His sound is as rich with the history of his native Johannesburg as it is with American jazz and soul. He came up playing in South Africa with Hugh Masekela and Dollar Brand. His confident and easy style helped him land a gig as arranger for Harry Belafonte in the mid-’60s, which led him to work with Miriam Makeba on the first big African soul crossover hit, “Pata Pata.”
Gwangwa was in full stride by the time he hooked up with Ahmad Jamal, who issued Who (Ngubani)? on his personal label and coproduced it with James Shaw. The world was open to grooving with the African Explosion, a dashiki-powered supergroup that included the top South African saxophonist, Dudu Pukwana, and former Velvettes lead singer, Mamsie. Jonas touched off the big bang with a powder keg full of smoking tunes.

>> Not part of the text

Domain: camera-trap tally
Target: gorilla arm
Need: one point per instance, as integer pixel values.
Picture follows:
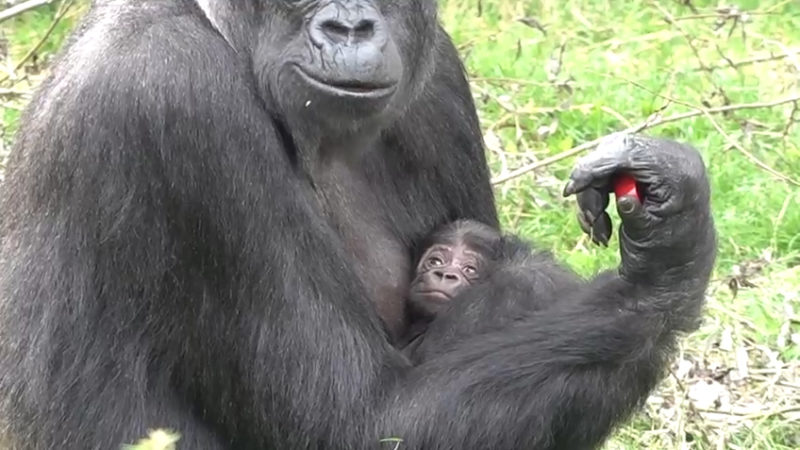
(565, 376)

The heat starts when Jonas and Dudu burst out of the gate on “Switch #2,” which puts some safari buckshot in a Jr. Walker–style funky grind. Trombone and sax bop into each other like java junkies, as the pounding drums whip them into a deeper frenzy. The fuse burns intently as it snakes around the down-tempo lament on the title track and the uplifting hoedown of the ironically titled “Dark City.” Gwangwa’s crowning moment is the final track, “Kukunde (Far Away).” It brings together all the elements that have been burning under the surface with a big sound that embeds itself in your head and sets deep roots. It’s at once a cry for the motherland and an embracing of a new home. It is African soul.